We validated the algorithm in the other cohort of 77 patients. To validate the performance of the extracted rules in classifying NASH patients, we confirmed the rate of agreement of the results. The 77 cases were classified using the prediction formula as follows: R1, n = 6; R2, n = 3; R3, n = 8; R4, n = 1; and R5, n = 59 (Figure 2). Fourteen cases were classified as non-NASH (R1 + R3) by the algorithm, and 5 cases were classified as non-NASH according to the results of the histopathological examinations. Sixty-three cases were classified into the NASH group (R2 + R4 +R5), while NASH was histopathologically diagnosed in 56 cases (Figure 2). Figure 3A shows the predictive value using our algorithm. The positive predictive value, negative predictive value, sensitivity and specificity were 88.9%, 35.7%, 86.2% and 41.7%, respectively (Table 1). The predictive accuracy rate was 79.2%.

Figure 2
Figure 2 Predictive accuracy of the new developed JOMO algorithm in Japanese morbidly obese patients. NASH: Non-alcoholic steatohepatitis; ALT: Alanine aminotransferase; CRP: C-reactive protein; Alb: Albumin; HOMA-IR: Homeostasis model assessment insulin resistance.
Figure 3
Figure 3 A cross table comparing the results of the prediction model and the pathological diagnosis. A: JOMO algorithm; B: HAIR score; C: BARD score. NASH: Non-alcoholic steatohepatitis.

Figure 3B shows the predictive value of the conventional predictive method using the HAIR score[16]. The HAIR score was constructed based on data from Australian patients with morbid obesity. The positive predictive value, negative predictive value, sensitivity and specificity were 92.6%, 20.0%, 38.5%, and 83.3%, respectively (Table 1). The predictive accuracy rate was 45.5%.

Figure 3C shows the prediction values using BARD score[17]. The BARD score was constructed based on a large cohort of patients from the United States with a median BMI of 33 kg/m2. The positive predictive value, negative predictive value, sensitivity and specificity were 78.0%, 8.3%, 49.2%, and 25.0%, respectively. The predictive accuracy rate was 45.5% (Table 1).

The Receiver Operating Characteristic (ROC) curve of our algorithm for all patients is shown in Figure 4. The area of ROC was 0.772.

Figure 4
Figure 4 Receiver operating characteristic curve of the JOMO algorithm.

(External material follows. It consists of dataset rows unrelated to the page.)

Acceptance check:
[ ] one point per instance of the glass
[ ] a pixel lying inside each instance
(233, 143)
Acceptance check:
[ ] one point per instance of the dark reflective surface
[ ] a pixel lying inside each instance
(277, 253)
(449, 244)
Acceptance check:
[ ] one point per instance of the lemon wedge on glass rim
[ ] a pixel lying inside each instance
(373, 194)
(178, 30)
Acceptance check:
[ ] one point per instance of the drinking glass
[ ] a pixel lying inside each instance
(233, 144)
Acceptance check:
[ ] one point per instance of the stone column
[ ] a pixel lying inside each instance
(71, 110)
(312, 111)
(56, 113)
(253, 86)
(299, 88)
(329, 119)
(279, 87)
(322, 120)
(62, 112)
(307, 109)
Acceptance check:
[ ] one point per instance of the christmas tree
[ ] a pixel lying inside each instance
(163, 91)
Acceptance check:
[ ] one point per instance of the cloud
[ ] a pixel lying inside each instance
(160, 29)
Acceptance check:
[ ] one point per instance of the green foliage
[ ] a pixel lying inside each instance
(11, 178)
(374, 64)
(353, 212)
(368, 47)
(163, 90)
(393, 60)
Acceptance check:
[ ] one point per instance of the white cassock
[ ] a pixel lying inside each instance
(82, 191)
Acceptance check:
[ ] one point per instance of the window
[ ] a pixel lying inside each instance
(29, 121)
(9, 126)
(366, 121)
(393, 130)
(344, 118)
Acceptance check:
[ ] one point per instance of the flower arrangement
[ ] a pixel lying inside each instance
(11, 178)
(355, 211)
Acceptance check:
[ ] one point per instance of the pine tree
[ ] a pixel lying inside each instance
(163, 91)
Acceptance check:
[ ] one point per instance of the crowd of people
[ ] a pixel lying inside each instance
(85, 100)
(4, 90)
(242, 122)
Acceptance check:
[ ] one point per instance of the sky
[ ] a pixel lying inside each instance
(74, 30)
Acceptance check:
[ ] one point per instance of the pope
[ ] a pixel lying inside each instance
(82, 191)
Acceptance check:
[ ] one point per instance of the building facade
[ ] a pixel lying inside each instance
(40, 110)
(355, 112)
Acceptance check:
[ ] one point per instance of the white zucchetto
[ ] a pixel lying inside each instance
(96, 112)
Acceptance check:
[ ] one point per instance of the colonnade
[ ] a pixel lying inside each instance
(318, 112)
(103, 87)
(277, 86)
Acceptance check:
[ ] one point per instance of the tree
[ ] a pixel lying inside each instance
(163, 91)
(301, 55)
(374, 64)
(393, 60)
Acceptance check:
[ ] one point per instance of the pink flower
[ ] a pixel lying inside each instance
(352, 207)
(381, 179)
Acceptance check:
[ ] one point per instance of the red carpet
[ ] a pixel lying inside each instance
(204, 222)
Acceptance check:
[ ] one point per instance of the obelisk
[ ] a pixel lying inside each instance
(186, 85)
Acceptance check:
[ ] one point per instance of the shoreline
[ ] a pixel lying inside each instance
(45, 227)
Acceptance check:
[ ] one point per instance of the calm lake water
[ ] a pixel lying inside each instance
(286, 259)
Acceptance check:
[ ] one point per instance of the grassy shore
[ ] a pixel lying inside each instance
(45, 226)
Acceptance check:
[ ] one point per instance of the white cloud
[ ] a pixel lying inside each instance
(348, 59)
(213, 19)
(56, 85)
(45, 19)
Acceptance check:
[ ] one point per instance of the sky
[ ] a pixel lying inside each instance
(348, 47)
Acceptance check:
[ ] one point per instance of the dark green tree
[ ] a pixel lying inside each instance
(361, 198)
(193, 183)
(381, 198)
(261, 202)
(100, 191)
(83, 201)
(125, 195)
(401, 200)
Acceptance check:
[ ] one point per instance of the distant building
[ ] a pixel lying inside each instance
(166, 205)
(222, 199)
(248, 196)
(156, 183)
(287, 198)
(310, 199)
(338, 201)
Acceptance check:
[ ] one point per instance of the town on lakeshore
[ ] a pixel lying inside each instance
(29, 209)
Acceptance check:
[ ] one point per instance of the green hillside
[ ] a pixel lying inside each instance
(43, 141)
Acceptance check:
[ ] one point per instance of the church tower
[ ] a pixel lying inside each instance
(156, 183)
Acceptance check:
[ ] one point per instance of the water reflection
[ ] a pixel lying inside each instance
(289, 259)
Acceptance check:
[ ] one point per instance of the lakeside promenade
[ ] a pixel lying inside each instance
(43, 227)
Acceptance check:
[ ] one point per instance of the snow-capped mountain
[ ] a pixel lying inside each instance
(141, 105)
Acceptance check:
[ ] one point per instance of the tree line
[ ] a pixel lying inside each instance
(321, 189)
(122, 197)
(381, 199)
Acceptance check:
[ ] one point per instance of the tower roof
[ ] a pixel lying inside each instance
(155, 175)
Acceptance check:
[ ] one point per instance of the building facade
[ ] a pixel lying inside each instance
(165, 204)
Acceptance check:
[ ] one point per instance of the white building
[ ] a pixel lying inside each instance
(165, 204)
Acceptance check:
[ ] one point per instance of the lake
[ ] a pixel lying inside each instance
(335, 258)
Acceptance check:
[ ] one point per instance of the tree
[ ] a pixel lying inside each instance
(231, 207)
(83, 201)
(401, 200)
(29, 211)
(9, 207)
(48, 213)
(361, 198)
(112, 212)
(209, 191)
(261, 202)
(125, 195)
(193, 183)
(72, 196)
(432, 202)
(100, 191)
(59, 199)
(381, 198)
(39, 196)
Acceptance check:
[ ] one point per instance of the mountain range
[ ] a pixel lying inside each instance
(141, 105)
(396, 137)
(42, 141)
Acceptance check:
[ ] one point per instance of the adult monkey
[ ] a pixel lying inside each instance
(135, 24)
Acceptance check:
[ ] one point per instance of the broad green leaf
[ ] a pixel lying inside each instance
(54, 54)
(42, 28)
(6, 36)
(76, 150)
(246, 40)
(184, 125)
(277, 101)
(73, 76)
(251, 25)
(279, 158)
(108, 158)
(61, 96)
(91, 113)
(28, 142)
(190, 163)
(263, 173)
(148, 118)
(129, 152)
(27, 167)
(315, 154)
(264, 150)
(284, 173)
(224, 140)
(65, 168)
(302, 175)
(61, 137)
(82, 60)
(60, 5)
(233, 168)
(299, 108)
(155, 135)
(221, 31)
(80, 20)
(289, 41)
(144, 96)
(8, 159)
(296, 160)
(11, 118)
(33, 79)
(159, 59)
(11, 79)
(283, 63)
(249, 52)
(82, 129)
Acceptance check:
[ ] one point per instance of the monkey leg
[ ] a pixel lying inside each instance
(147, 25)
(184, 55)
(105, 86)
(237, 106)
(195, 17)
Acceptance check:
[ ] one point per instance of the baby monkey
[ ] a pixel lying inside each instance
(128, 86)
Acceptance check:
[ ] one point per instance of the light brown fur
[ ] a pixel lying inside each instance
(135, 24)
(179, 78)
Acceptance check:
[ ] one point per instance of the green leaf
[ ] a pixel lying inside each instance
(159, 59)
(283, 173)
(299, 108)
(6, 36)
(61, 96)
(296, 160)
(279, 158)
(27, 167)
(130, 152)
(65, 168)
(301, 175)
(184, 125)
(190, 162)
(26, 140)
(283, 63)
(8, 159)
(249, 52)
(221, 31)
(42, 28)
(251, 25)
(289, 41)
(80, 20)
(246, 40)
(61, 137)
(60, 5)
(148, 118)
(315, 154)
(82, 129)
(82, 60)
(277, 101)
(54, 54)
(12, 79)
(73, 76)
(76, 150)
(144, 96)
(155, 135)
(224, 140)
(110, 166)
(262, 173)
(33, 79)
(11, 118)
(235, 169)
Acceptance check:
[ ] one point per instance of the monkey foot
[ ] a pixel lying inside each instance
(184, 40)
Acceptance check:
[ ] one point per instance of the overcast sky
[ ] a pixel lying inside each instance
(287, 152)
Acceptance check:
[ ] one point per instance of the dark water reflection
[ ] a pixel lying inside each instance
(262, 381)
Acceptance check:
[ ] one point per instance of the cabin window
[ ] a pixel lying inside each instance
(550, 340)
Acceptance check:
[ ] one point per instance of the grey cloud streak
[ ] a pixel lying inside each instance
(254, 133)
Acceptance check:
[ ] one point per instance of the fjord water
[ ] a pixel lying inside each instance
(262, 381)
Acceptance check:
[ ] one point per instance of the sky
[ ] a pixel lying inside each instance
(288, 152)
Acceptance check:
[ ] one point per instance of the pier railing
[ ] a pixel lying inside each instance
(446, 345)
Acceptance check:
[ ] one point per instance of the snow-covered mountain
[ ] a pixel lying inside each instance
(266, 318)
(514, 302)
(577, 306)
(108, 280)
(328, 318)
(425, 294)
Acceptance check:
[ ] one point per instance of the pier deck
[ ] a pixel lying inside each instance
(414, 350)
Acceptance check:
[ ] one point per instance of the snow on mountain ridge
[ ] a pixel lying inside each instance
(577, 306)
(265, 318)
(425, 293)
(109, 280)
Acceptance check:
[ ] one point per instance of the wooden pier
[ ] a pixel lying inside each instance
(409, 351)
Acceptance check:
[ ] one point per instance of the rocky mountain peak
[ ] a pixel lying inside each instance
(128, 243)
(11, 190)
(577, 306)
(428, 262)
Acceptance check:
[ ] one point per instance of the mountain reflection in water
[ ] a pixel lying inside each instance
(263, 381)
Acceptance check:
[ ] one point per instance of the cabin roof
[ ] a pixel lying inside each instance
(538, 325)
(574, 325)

Our newly developed predictive algorithm showed high predictive accuracy in Japanese obese patients. We named our new predictive algorithm the JOMO algorithm.

DISCUSSION

It is difficult to perform a liver biopsy in morbidly obese patients during the course of a typical consultation. We therefore generated a new predictive model, the JOMO algorithm, to predict NASH in Japanese morbidly obese patients using Continuous Re-RX with J48graft. This algorithm showed substantially better results than conventional predictive formulae. We used 2 cohorts of 102 and 77 Japanese morbidly obese patients to generate and to validate the algorithm, respectively. Although a larger number of cases would enable us to improve the accuracy of the classification and interpretability, it is difficult to collect liver biopsy data from Japanese morbidly obese patients. These cohorts of 102 and 77 patients may be the largest cohorts of Japanese morbidly obese patients to have undergone a liver biopsy. For this reason, we adopted an artificial intelligence approach using Continuous Re-RX with J48graft. Continuous Re-RX with J48graft provided a more accurate predictive accuracy without the need for a validation cohort. Since we generated a predictive model by artificial intelligence using rule extraction technology, we were able to extract more accurate and interpretable classification rules from a limited cohort.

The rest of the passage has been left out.